Research Methods for People and Environment Studies
Course description
The course provides students with an understanding of how to develop reliable and valid research designs adopting lenses of investigation from the field of Environmental Psychology. Based on theory and research on people–environment interactions, various approaches to specific research questions are presented. Principles for defining research questions and designing investigations will be outlined, demonstrated, and discussed. This provides a foundation for understanding how different methods produce different types of knowledge.
The course covers qualitative and quantitative research design, including surveys, fieldwork, observation, interviews, and basic statistical analysis. Particular attention is given to different ways to do research, including the relationship between epistemological perspectives, research questions, data collection, analysis, interpretation, reflexivity, and ethics.
In the qualitative module, students are introduced to different ways of working with qualitative material and to how qualitative research can produce situated, contextual, and meaning-oriented knowledge about people–environment relations.

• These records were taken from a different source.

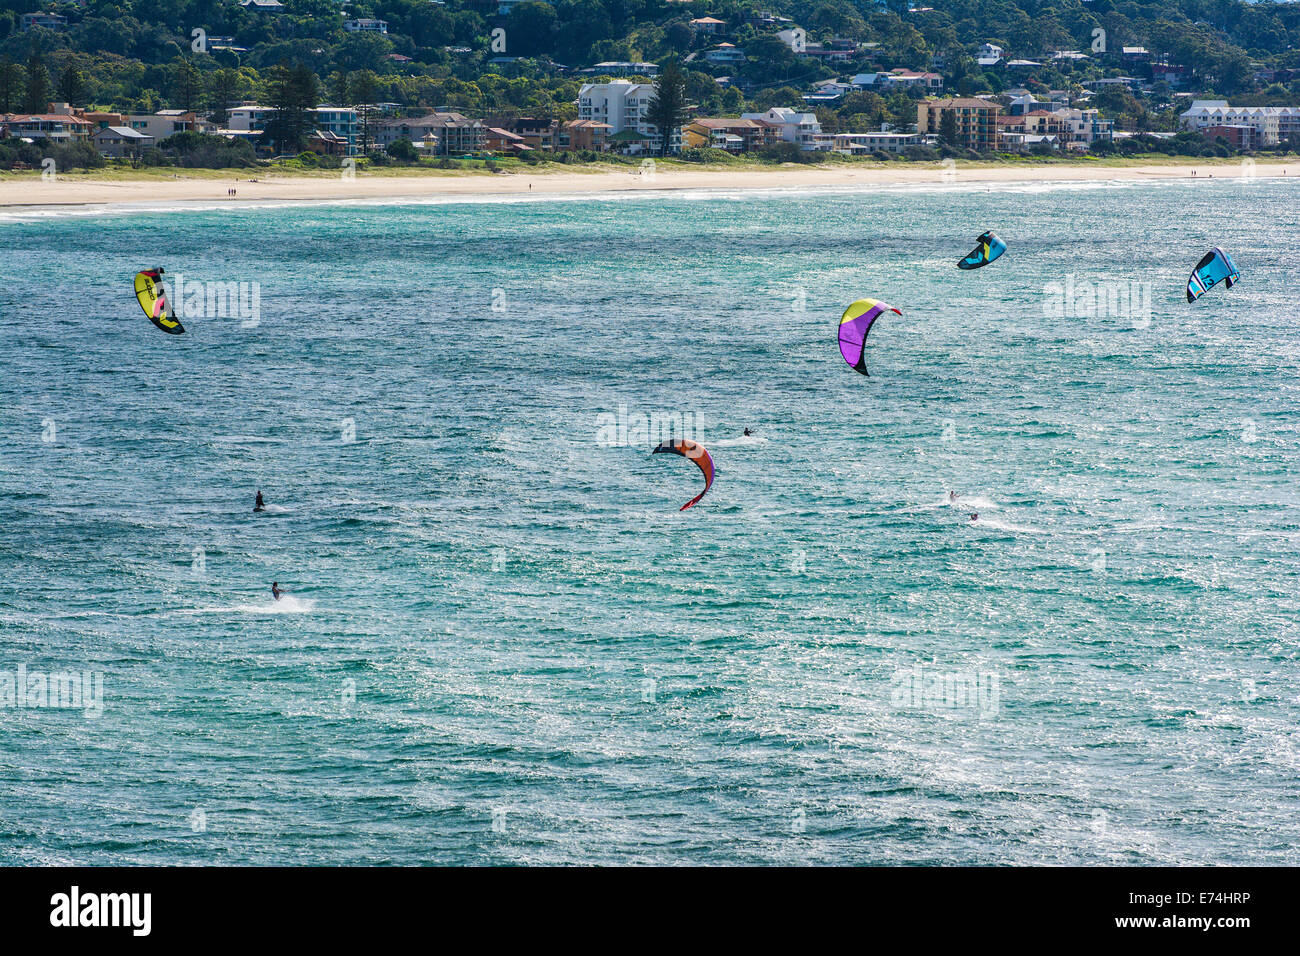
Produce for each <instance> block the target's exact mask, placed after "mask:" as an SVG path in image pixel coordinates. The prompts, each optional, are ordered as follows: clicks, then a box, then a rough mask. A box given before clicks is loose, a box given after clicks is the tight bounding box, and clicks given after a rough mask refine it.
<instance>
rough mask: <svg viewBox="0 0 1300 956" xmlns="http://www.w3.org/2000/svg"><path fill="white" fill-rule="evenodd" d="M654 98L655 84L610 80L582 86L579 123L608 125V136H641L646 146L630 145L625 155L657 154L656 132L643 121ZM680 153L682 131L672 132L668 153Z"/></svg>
mask: <svg viewBox="0 0 1300 956" xmlns="http://www.w3.org/2000/svg"><path fill="white" fill-rule="evenodd" d="M653 99H654V83H633V82H630V81H627V79H611V81H610V82H608V83H584V85H582V88H581V90H578V92H577V117H578V120H591V121H594V122H603V124H607V125H608V126H610V137H611V138H612V137H616V135H619V134H620V133H627V131H629V130H630V131H632V133H640V134H642V135H645V137H646V142H645V143H630V144H629V146H628V152H633V153H636V152H642V151H643V150H649V151H653V152H658V151H659V147H660V139H659V130H658V129H655V126H654V125H653V124H649V122H646V108H647V107H649V105H650V100H653ZM679 150H681V130H680V129H676V130H672V133H671V135H669V138H668V152H677V151H679Z"/></svg>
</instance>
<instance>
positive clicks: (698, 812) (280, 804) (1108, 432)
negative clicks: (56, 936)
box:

Further, in the quantitative module, the course includes exploration and testing of software used in the social sciences, such as SPSS. Scientific writing is practiced through short papers and proposals where different research questions, designs, methods, and forms of analysis are tested.
Compulsory seminars provide space to discuss methodological choices, ethical issues, source criticism, and the relation between research design and knowledge production. The course is given online, with certain mandatory meetings required.